Overview of BSD Socket API

BSD Sockets generally relies upon client/server architecture. For TCP communications, one host
listens for incoming connection requests. When a request arrives, the server host will accept it, at
which point data can be transferred between the hosts. UDP is also allowed to establish a
connection, though it is not required. Data can simply be sent to or received from a host.

The Sockets API makes use of two mechanisms to deliver data to the application level: ports and
sockets. Ports and sockets are one of the most misunderstood concepts in sockets programming.

All TCP/IP stacks have 65,536 ports for both TCP and UDP. There is a full compliment of ports
for UDP (numbered 0-65535) and another full compliment, with the same numbering scheme,
for TCP. The two sets do not overlap. Thus, communication over both TCP and UDP can take
place on port 15 (for example) at the same time.
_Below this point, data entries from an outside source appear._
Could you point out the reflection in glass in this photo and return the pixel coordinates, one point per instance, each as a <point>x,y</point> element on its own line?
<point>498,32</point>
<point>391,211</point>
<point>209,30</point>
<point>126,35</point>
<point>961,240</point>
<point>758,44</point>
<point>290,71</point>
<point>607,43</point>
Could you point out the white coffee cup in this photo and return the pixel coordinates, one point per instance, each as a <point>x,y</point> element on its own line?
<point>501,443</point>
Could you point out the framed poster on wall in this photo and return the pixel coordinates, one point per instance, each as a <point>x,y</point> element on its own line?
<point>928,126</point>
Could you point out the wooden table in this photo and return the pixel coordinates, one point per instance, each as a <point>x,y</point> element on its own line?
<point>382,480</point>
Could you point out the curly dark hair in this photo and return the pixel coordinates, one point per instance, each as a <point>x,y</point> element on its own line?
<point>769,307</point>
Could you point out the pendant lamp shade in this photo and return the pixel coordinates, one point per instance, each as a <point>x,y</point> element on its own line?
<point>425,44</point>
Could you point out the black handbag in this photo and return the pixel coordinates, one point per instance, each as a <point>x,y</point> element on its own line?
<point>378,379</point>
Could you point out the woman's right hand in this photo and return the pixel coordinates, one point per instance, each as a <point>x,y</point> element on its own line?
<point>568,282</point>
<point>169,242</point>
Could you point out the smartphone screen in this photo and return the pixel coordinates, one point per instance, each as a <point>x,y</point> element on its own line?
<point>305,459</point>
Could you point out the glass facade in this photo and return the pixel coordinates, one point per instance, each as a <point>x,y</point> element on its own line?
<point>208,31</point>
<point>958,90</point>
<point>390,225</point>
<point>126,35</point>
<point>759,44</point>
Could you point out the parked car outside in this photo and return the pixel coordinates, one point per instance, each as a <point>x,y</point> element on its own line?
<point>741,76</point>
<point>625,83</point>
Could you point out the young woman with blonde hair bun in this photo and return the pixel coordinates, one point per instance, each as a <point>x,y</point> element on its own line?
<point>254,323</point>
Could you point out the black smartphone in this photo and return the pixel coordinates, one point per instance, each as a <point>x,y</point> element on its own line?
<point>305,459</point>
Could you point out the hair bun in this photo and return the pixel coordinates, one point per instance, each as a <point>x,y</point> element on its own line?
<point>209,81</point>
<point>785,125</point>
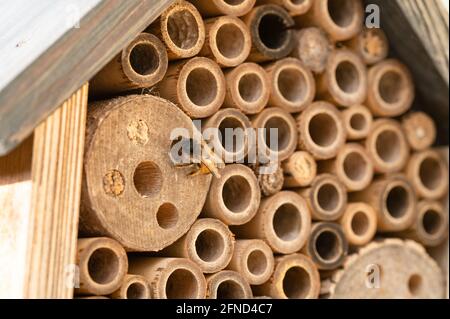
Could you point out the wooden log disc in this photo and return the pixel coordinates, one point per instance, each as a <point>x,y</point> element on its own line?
<point>406,272</point>
<point>131,190</point>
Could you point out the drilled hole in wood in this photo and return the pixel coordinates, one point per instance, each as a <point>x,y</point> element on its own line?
<point>183,29</point>
<point>103,266</point>
<point>397,202</point>
<point>431,173</point>
<point>209,245</point>
<point>138,132</point>
<point>232,132</point>
<point>391,87</point>
<point>277,125</point>
<point>256,262</point>
<point>144,59</point>
<point>272,31</point>
<point>328,246</point>
<point>113,183</point>
<point>415,284</point>
<point>342,12</point>
<point>230,40</point>
<point>432,222</point>
<point>229,289</point>
<point>250,87</point>
<point>328,197</point>
<point>355,166</point>
<point>167,216</point>
<point>182,150</point>
<point>360,223</point>
<point>234,2</point>
<point>296,283</point>
<point>237,194</point>
<point>388,146</point>
<point>148,179</point>
<point>136,291</point>
<point>323,130</point>
<point>201,86</point>
<point>292,84</point>
<point>287,222</point>
<point>181,284</point>
<point>347,77</point>
<point>358,122</point>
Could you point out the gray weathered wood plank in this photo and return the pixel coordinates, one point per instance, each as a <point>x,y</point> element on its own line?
<point>69,62</point>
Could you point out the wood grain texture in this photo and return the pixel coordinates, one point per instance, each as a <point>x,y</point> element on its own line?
<point>40,185</point>
<point>71,61</point>
<point>15,194</point>
<point>56,175</point>
<point>418,34</point>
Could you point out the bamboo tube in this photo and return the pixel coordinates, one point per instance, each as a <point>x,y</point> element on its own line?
<point>352,166</point>
<point>393,200</point>
<point>390,88</point>
<point>327,245</point>
<point>271,30</point>
<point>431,226</point>
<point>371,44</point>
<point>341,19</point>
<point>283,221</point>
<point>234,197</point>
<point>253,259</point>
<point>270,183</point>
<point>212,8</point>
<point>387,147</point>
<point>357,122</point>
<point>313,48</point>
<point>209,243</point>
<point>266,123</point>
<point>138,177</point>
<point>170,278</point>
<point>228,41</point>
<point>142,64</point>
<point>428,174</point>
<point>326,198</point>
<point>359,223</point>
<point>133,287</point>
<point>344,81</point>
<point>102,263</point>
<point>228,132</point>
<point>292,85</point>
<point>228,284</point>
<point>420,130</point>
<point>300,170</point>
<point>320,130</point>
<point>294,7</point>
<point>180,27</point>
<point>247,88</point>
<point>295,277</point>
<point>196,85</point>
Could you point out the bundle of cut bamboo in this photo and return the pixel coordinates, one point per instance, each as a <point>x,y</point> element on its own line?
<point>350,164</point>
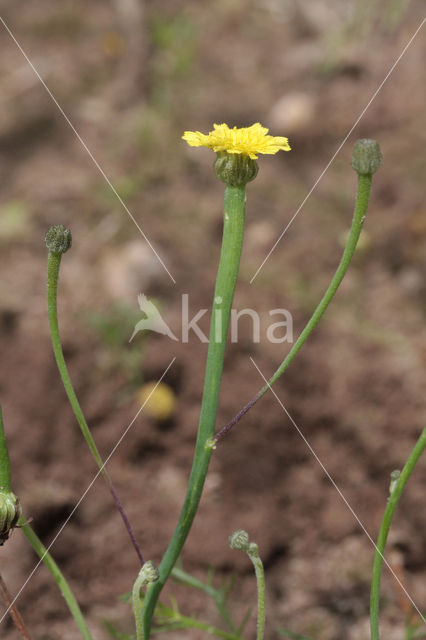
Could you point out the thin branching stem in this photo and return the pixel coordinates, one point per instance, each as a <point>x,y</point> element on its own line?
<point>361,204</point>
<point>233,231</point>
<point>53,265</point>
<point>391,505</point>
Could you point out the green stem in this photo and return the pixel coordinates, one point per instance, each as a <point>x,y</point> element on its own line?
<point>253,553</point>
<point>4,459</point>
<point>361,204</point>
<point>53,266</point>
<point>136,601</point>
<point>58,576</point>
<point>392,503</point>
<point>233,231</point>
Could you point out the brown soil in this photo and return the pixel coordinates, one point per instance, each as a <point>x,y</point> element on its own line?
<point>355,392</point>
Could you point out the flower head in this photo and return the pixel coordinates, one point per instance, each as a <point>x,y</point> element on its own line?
<point>247,141</point>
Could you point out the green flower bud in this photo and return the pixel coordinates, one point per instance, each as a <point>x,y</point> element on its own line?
<point>366,156</point>
<point>235,169</point>
<point>10,512</point>
<point>149,573</point>
<point>239,540</point>
<point>394,480</point>
<point>58,238</point>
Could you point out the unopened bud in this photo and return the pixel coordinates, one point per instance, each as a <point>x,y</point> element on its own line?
<point>10,512</point>
<point>235,169</point>
<point>366,156</point>
<point>239,540</point>
<point>58,238</point>
<point>394,480</point>
<point>149,573</point>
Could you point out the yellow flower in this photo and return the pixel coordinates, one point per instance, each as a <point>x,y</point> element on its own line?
<point>247,141</point>
<point>159,400</point>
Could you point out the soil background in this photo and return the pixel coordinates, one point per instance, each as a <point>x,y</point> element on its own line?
<point>131,77</point>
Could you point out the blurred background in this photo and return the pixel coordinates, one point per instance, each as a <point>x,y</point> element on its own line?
<point>132,76</point>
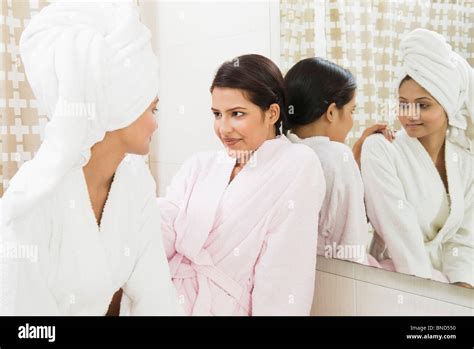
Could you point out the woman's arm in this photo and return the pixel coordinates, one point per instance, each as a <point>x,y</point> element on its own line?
<point>285,271</point>
<point>389,211</point>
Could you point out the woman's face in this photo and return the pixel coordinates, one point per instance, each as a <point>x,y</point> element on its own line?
<point>342,121</point>
<point>136,137</point>
<point>240,124</point>
<point>419,113</point>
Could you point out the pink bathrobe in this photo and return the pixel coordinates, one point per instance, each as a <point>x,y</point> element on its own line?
<point>248,247</point>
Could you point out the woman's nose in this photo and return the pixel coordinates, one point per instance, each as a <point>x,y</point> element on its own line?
<point>225,126</point>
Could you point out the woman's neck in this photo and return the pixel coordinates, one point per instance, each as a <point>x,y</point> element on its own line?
<point>310,130</point>
<point>434,144</point>
<point>104,161</point>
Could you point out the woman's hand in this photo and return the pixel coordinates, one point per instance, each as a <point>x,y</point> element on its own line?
<point>463,284</point>
<point>379,127</point>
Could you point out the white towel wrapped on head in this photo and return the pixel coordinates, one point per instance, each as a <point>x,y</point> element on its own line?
<point>429,60</point>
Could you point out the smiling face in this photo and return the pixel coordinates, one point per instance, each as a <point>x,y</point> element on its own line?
<point>240,124</point>
<point>419,113</point>
<point>136,137</point>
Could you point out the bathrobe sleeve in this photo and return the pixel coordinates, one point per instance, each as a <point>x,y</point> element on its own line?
<point>390,212</point>
<point>23,281</point>
<point>170,205</point>
<point>345,198</point>
<point>285,271</point>
<point>149,288</point>
<point>458,251</point>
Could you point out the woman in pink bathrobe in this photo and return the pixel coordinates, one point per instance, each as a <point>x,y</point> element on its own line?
<point>240,224</point>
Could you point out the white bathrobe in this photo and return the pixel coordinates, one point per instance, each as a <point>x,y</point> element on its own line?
<point>423,230</point>
<point>79,265</point>
<point>343,228</point>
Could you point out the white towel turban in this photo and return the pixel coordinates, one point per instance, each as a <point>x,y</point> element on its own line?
<point>431,62</point>
<point>92,69</point>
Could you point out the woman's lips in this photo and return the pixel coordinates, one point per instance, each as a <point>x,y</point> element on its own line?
<point>230,141</point>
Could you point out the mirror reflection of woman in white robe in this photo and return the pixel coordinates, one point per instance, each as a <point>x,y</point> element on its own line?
<point>420,188</point>
<point>322,99</point>
<point>87,209</point>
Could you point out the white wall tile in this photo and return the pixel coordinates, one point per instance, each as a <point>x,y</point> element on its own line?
<point>333,295</point>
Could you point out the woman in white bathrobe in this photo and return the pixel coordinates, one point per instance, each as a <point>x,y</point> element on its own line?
<point>240,224</point>
<point>420,188</point>
<point>83,209</point>
<point>322,99</point>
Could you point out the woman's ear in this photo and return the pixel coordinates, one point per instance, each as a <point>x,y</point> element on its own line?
<point>273,113</point>
<point>331,112</point>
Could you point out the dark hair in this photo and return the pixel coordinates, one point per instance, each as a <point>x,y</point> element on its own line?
<point>312,85</point>
<point>260,80</point>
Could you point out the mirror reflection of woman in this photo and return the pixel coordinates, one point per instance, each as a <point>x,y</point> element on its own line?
<point>420,188</point>
<point>240,225</point>
<point>322,100</point>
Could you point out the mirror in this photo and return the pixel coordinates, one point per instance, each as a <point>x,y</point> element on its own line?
<point>417,172</point>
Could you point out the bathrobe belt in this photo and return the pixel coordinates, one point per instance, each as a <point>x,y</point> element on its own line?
<point>182,268</point>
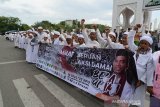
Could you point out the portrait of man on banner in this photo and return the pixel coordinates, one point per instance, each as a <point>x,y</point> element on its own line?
<point>121,83</point>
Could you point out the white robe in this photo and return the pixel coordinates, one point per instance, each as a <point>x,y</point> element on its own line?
<point>35,47</point>
<point>16,41</point>
<point>107,43</point>
<point>89,42</point>
<point>20,41</point>
<point>145,69</point>
<point>29,51</point>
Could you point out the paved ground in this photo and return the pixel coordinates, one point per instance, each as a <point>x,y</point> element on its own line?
<point>23,85</point>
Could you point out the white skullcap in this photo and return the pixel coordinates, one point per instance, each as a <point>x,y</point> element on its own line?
<point>69,37</point>
<point>80,36</point>
<point>113,34</point>
<point>40,27</point>
<point>92,30</point>
<point>29,30</point>
<point>147,38</point>
<point>57,33</point>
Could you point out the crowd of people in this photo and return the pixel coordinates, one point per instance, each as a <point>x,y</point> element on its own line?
<point>143,45</point>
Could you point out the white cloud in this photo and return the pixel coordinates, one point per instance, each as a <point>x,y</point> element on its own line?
<point>30,11</point>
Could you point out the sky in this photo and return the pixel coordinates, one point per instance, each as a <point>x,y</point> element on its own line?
<point>31,11</point>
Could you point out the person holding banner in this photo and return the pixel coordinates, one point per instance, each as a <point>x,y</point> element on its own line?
<point>81,41</point>
<point>144,63</point>
<point>91,39</point>
<point>155,95</point>
<point>110,41</point>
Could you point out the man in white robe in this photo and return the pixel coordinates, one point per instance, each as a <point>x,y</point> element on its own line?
<point>81,41</point>
<point>41,33</point>
<point>35,46</point>
<point>29,49</point>
<point>16,41</point>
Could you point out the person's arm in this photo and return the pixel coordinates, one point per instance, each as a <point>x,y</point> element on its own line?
<point>150,72</point>
<point>131,43</point>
A port is not a physical interface - it is a concept that simplifies the concept of Internet
communications for humans. Upon receiving a packet, the protocol stack directs it to the specific
port. If there is no application listening on that port, the packet is discarded and an error may be
returned to the sender. However, applications can create sockets, which allow them to attach to a
port. Once an application has created a socket and bound it to a port, data destined to that port
will be delivered to the application. This is why the term socket is used - it is the connection
mechanism between the outside world (the ports) and the application. A common
misunderstanding is that sockets-based systems can only communicate with other sockets-based
systems. This is not true. TCP/IP or UDP/IP communications are handled at the port level - the
underlying protocols do not care what mechanisms exist above the port. Any Internet host can
communicate with any other, be it Berkeley Sockets, WinSock, or anything else. "Sockets" is
just an API that allows the programmer to access Internet functionality - it does not modify the
manner in which communications occur. Let us use the example of an office building to illustrate
how sockets and ports relate to each other. The building itself is analogous to an Internet host.
Each office represents a port, the receptionist is a socket, and the business itself is an application.
Suppose you are a visitor to this building, looking for a particular business. You wander in, and
get directed to the appropriate office. You enter the office, and speak with the receptionist, who
then relays your message to the business itself. If there is nobody in the office, you leave. To
rephrase the above in sockets terminology: A packet is transmitted to a host. It eventually gets to
the correct port, at which point the socket conveys the packet's data to the application. If there is
no socket at the destination port, the packet is discarded.